1) Acompanha-o docemente (com sobriedade).
2) Convive com ele em suave obediência e respeito.
3) Esteja atenta ao lugar onde pousa, em ti, o olho de teu marido: que não encontre em ti feiúra.
4-5) Não descuides da hora das refeições e não perturbes com estrépito o seu sono, pois, certamente, a força da fome é como o fogo e perturbar o sono, algo odioso.
6-7) Evita ostentar alegria, quando ele estiver triste, e mostrar-te aborrecida, quando ele estiver alegre. Isso contrariaria o primeiro de meus conselhos e angustiá-lo-ias com tua tristeza.
8) Sê, entre todas as pessoas, a que mais o respeita e, assim, ele será o primeiro a honrar-te.
9) Não alcançarás o que gostas, se não antepões a satisfação dele à tua, e a paixão dele à tua.
10) O mesmo farás para as coisas de que não gostas.

Procede assim e Deus te favorecerá.

(1) Mu'alaqat, literalmente, penduradas, designa o corpus de poesias premiadas nesses concursos.

(2) E, em árabe, a mesma palavra 'arab designa árabe e beduíno

(3) Literalmente, ignorância (da revelação do Islão). Jahilyiah é, pois, o período pré-islâmico.

(4) Refinamento e, por vezes, afetação.

(5) Além, é claro, da temática suscitada, mais tarde, pelo Alcorão.

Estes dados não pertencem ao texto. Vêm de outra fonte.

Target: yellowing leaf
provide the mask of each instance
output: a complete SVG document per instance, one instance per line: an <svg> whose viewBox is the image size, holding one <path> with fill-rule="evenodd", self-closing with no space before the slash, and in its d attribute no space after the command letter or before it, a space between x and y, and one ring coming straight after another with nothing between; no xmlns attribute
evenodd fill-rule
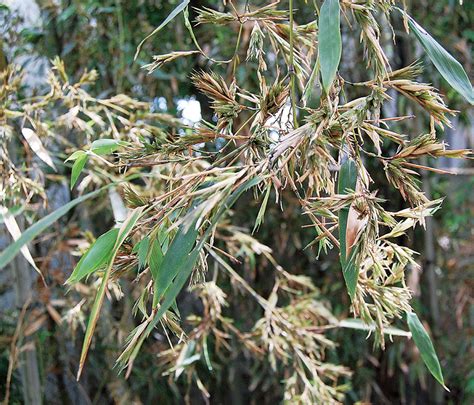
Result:
<svg viewBox="0 0 474 405"><path fill-rule="evenodd" d="M53 211L51 214L45 216L44 218L41 218L38 222L34 223L28 229L23 231L23 234L20 236L20 238L18 238L18 240L13 242L2 253L0 253L0 269L10 263L13 258L18 254L18 252L21 251L21 248L24 245L31 242L36 236L38 236L46 228L50 227L70 209L89 198L95 197L102 190L103 188L93 191L89 194L85 194L72 201L69 201L67 204L64 204L62 207L59 207L57 210Z"/></svg>
<svg viewBox="0 0 474 405"><path fill-rule="evenodd" d="M48 166L56 170L56 166L54 166L53 159L51 159L51 156L49 155L48 151L45 149L43 146L43 143L41 142L41 139L39 139L38 135L30 129L30 128L23 128L21 130L21 133L26 139L26 142L28 142L28 145L30 145L31 150Z"/></svg>
<svg viewBox="0 0 474 405"><path fill-rule="evenodd" d="M10 235L12 236L14 241L17 241L21 237L21 230L20 227L18 226L18 223L16 222L15 217L8 211L6 207L3 207L0 205L0 215L3 217L3 222L5 226L8 229L8 232L10 232ZM25 259L30 263L33 268L40 274L41 278L43 278L43 275L41 274L40 269L36 266L35 261L33 260L33 256L31 256L31 253L28 249L28 246L23 245L20 248L21 253L25 257Z"/></svg>
<svg viewBox="0 0 474 405"><path fill-rule="evenodd" d="M347 190L355 190L357 185L357 167L353 160L347 159L341 166L338 181L338 193L347 194ZM347 286L347 292L351 299L354 298L357 280L359 278L359 269L355 263L355 256L357 254L355 249L348 244L348 224L349 224L350 208L345 207L339 210L339 244L340 244L340 261L342 266L342 273ZM351 224L354 221L351 220ZM351 225L352 226L352 225ZM354 240L352 242L355 241ZM349 238L352 240L352 233L349 230Z"/></svg>

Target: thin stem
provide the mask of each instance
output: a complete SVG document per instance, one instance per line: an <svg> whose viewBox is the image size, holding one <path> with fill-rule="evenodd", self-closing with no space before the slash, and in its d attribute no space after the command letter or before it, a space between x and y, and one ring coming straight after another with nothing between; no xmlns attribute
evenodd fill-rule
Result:
<svg viewBox="0 0 474 405"><path fill-rule="evenodd" d="M119 69L117 71L117 91L121 93L123 91L123 76L125 74L125 31L121 0L115 0L115 7L117 9L119 31Z"/></svg>
<svg viewBox="0 0 474 405"><path fill-rule="evenodd" d="M289 66L289 75L290 75L290 99L291 99L291 111L293 114L293 126L298 127L298 120L296 117L296 89L295 89L295 64L294 64L294 18L293 18L293 0L290 1L290 66Z"/></svg>
<svg viewBox="0 0 474 405"><path fill-rule="evenodd" d="M241 22L240 23L240 28L239 28L239 35L237 37L237 42L235 43L235 50L234 50L234 56L233 56L233 61L234 65L232 67L232 75L235 76L235 71L237 69L237 64L239 60L239 47L240 47L240 40L242 38L242 31L244 29L244 24Z"/></svg>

(6) O poeta narra um episódio ocorrido com ele no passado. É noite no deserto, Hatim at-Taiy está em sua solitária tenda. De repente, o inesperado: ecoam gritos terríveis como de alguém lutando contra os terrores noturnos, clamando desesperadamente, como se fôra louco (naturalmente, a hospitaleira mentalidade do poeta recusa-se a aceitar esta hipótese). Ao ouvir esses gritos, o poeta sai da tenda, desarmado de mãos e de espírito, afasta seu cão de guarda, intensifica o lume e dirige-se ao estranho com voz doce e fraterna, numa fórmula hiperbolicamente calorosa de boas vindas: "Ahlan wa sahlan wa marhaban, rushidta" ("Bem-vindo", "esta é sua casa", "esteja à vontade", "fique em paz"...). E prossegue: "Não me sentei para interrogá-lo (!); tomei um camelo de raça (!) para preparar-lhe uma refeição digna do autêntico hóspede que era para mim, seguindo o ensinamento de meu pai e dos antepassados".